Every interaction a person has at a healthcare facility, from the moment they arrive until the moment they leave, shapes their care experience and clinical outcomes. When designed intentionally, the built environment can become an active partner in healing, by fostering a sense of calm, safety, and mental restoration. At Perkins&Will, we see architecture as medicine—a powerful tool that can support care in healthcare environments, and beyond.
In pediatric and behavioral health settings, design can fuel trust, dignity, and emotional safety; in research and neurological rehabilitation settings, it encourages curiosity, collaboration, and recovery. Nowhere exemplifies this philosophy more than specialty hospitals such as neurological and neuro-rehabilitation facilities, where every design choice can impact a patient’s journey towards regaining function, cognition, and quality of life.
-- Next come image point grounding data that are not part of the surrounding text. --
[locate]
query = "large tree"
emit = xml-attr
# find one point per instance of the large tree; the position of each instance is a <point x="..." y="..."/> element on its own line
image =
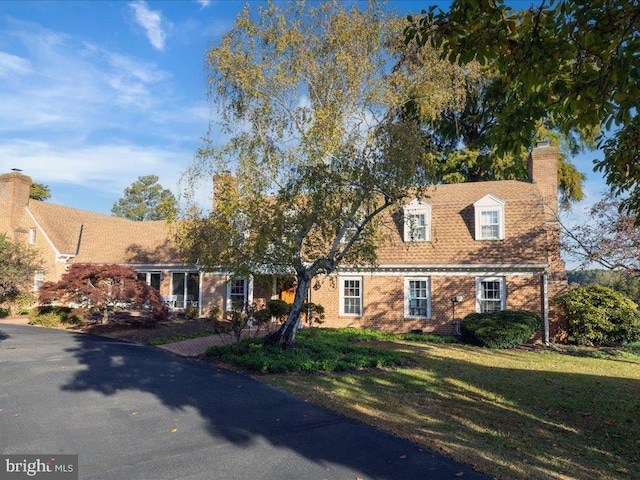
<point x="17" y="266"/>
<point x="575" y="62"/>
<point x="462" y="152"/>
<point x="102" y="288"/>
<point x="611" y="239"/>
<point x="309" y="97"/>
<point x="146" y="199"/>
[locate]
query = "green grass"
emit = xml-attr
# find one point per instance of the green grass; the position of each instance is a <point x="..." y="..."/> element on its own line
<point x="514" y="414"/>
<point x="318" y="350"/>
<point x="180" y="338"/>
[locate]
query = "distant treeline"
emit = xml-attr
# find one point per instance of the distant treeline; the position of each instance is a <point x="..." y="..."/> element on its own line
<point x="620" y="281"/>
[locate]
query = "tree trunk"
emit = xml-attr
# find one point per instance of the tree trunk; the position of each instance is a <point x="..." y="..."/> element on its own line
<point x="286" y="334"/>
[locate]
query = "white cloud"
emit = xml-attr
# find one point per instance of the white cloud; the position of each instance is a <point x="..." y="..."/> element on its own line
<point x="69" y="85"/>
<point x="13" y="65"/>
<point x="152" y="23"/>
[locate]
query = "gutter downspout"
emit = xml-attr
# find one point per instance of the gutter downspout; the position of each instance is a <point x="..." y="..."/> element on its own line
<point x="545" y="307"/>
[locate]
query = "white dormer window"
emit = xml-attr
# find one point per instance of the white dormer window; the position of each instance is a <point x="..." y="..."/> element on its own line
<point x="489" y="218"/>
<point x="417" y="221"/>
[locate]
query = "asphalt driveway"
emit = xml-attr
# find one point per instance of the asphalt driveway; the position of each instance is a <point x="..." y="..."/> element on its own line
<point x="136" y="412"/>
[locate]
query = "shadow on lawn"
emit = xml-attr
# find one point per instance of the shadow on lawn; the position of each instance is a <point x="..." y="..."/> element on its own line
<point x="245" y="412"/>
<point x="514" y="422"/>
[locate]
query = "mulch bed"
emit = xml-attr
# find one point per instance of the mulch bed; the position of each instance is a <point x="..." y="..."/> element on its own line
<point x="139" y="329"/>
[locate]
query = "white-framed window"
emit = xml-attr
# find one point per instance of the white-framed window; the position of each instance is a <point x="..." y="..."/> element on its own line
<point x="38" y="280"/>
<point x="417" y="221"/>
<point x="153" y="279"/>
<point x="417" y="297"/>
<point x="490" y="294"/>
<point x="351" y="296"/>
<point x="489" y="218"/>
<point x="239" y="293"/>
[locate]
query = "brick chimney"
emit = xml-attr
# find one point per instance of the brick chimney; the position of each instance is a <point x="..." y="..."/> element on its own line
<point x="14" y="197"/>
<point x="543" y="171"/>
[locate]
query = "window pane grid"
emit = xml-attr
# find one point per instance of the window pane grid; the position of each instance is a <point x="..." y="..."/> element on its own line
<point x="490" y="224"/>
<point x="418" y="298"/>
<point x="237" y="293"/>
<point x="490" y="296"/>
<point x="352" y="297"/>
<point x="418" y="224"/>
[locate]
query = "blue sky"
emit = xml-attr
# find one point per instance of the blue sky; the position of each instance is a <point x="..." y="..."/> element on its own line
<point x="95" y="94"/>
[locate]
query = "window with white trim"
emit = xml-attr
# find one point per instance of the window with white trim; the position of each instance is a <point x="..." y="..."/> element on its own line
<point x="351" y="296"/>
<point x="239" y="293"/>
<point x="417" y="297"/>
<point x="417" y="221"/>
<point x="489" y="218"/>
<point x="490" y="294"/>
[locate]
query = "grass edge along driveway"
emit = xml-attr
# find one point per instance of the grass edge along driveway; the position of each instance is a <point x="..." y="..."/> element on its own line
<point x="514" y="414"/>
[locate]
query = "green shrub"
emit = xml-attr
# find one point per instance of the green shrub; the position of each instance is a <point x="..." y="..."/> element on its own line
<point x="261" y="317"/>
<point x="599" y="315"/>
<point x="504" y="329"/>
<point x="318" y="350"/>
<point x="50" y="316"/>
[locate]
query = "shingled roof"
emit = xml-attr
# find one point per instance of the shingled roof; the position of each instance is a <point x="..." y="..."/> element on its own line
<point x="95" y="238"/>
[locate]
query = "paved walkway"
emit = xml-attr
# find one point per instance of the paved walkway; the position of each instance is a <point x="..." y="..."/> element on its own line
<point x="198" y="346"/>
<point x="187" y="348"/>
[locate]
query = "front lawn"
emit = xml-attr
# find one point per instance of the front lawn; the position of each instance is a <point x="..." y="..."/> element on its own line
<point x="529" y="413"/>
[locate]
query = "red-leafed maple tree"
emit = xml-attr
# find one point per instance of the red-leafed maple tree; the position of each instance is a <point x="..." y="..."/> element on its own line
<point x="102" y="288"/>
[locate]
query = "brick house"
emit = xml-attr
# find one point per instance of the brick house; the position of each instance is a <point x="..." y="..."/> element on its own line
<point x="462" y="248"/>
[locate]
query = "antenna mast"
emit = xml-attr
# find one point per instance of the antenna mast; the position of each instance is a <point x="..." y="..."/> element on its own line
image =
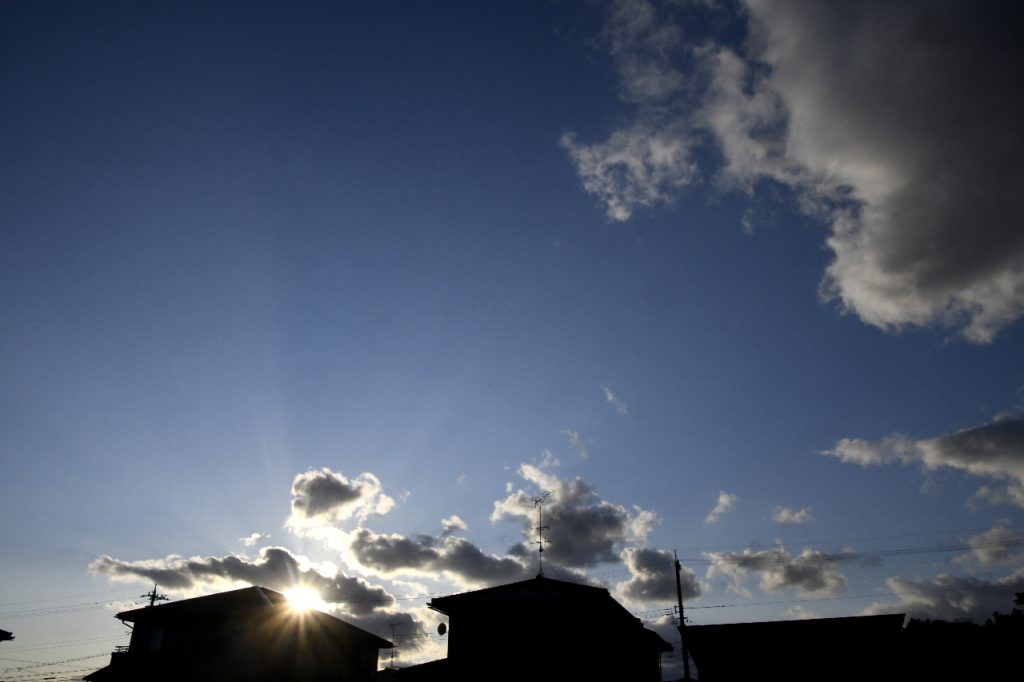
<point x="393" y="645"/>
<point x="154" y="596"/>
<point x="539" y="503"/>
<point x="682" y="621"/>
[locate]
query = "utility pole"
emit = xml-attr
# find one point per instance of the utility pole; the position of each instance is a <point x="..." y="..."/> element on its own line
<point x="393" y="645"/>
<point x="682" y="619"/>
<point x="154" y="596"/>
<point x="539" y="503"/>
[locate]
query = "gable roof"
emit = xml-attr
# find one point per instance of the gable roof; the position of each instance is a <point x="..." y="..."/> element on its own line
<point x="583" y="601"/>
<point x="539" y="588"/>
<point x="251" y="601"/>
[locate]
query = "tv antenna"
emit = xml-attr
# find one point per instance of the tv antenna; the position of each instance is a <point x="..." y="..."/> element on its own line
<point x="154" y="596"/>
<point x="394" y="647"/>
<point x="539" y="503"/>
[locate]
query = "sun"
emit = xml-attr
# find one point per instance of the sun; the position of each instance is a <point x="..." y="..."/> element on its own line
<point x="302" y="599"/>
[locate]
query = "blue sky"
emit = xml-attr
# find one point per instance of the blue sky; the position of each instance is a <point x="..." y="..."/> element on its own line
<point x="334" y="274"/>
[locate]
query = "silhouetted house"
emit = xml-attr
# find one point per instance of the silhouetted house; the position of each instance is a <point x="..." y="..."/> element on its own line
<point x="863" y="646"/>
<point x="542" y="629"/>
<point x="247" y="635"/>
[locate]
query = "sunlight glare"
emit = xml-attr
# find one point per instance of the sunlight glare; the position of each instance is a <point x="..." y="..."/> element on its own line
<point x="302" y="599"/>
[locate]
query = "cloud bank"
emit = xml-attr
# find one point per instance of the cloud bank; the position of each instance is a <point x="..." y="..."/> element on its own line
<point x="653" y="578"/>
<point x="810" y="572"/>
<point x="326" y="496"/>
<point x="896" y="125"/>
<point x="787" y="516"/>
<point x="993" y="451"/>
<point x="275" y="567"/>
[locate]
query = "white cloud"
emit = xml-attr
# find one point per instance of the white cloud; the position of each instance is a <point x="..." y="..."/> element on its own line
<point x="452" y="524"/>
<point x="787" y="516"/>
<point x="1000" y="545"/>
<point x="896" y="125"/>
<point x="458" y="558"/>
<point x="578" y="442"/>
<point x="275" y="567"/>
<point x="798" y="612"/>
<point x="616" y="405"/>
<point x="584" y="529"/>
<point x="725" y="504"/>
<point x="653" y="578"/>
<point x="253" y="539"/>
<point x="991" y="451"/>
<point x="810" y="572"/>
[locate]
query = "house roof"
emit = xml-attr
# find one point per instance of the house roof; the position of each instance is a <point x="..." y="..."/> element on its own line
<point x="529" y="590"/>
<point x="584" y="601"/>
<point x="246" y="601"/>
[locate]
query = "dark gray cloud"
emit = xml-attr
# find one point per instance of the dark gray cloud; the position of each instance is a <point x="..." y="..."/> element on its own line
<point x="897" y="125"/>
<point x="275" y="568"/>
<point x="811" y="571"/>
<point x="458" y="558"/>
<point x="950" y="597"/>
<point x="992" y="451"/>
<point x="1000" y="545"/>
<point x="653" y="578"/>
<point x="326" y="496"/>
<point x="584" y="529"/>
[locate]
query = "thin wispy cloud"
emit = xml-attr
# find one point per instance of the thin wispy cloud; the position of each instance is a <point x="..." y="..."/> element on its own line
<point x="585" y="529"/>
<point x="324" y="496"/>
<point x="275" y="567"/>
<point x="652" y="578"/>
<point x="616" y="405"/>
<point x="725" y="504"/>
<point x="787" y="516"/>
<point x="253" y="539"/>
<point x="810" y="572"/>
<point x="578" y="442"/>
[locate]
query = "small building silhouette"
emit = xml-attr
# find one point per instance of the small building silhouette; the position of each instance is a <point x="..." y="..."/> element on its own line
<point x="811" y="649"/>
<point x="542" y="629"/>
<point x="250" y="634"/>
The built environment itself becomes a form of therapy, as certain design choices can support neuroplasticity, sensory integration, and emotional regulation through carefully calibrated spatial, acoustic, and visual cues.
Designing for these patient populations requires balancing clinical precision with restorative experience, creating interdisciplinary spaces for active therapy, cognitive retraining, and family participation, as well as quiet, restorative areas. We incorporate evidence-based and neuro-architectural principles such as natural light, acoustic control, biophilic elements, and intuitive wayfinding to reduce cognitive load and promote neurological recovery.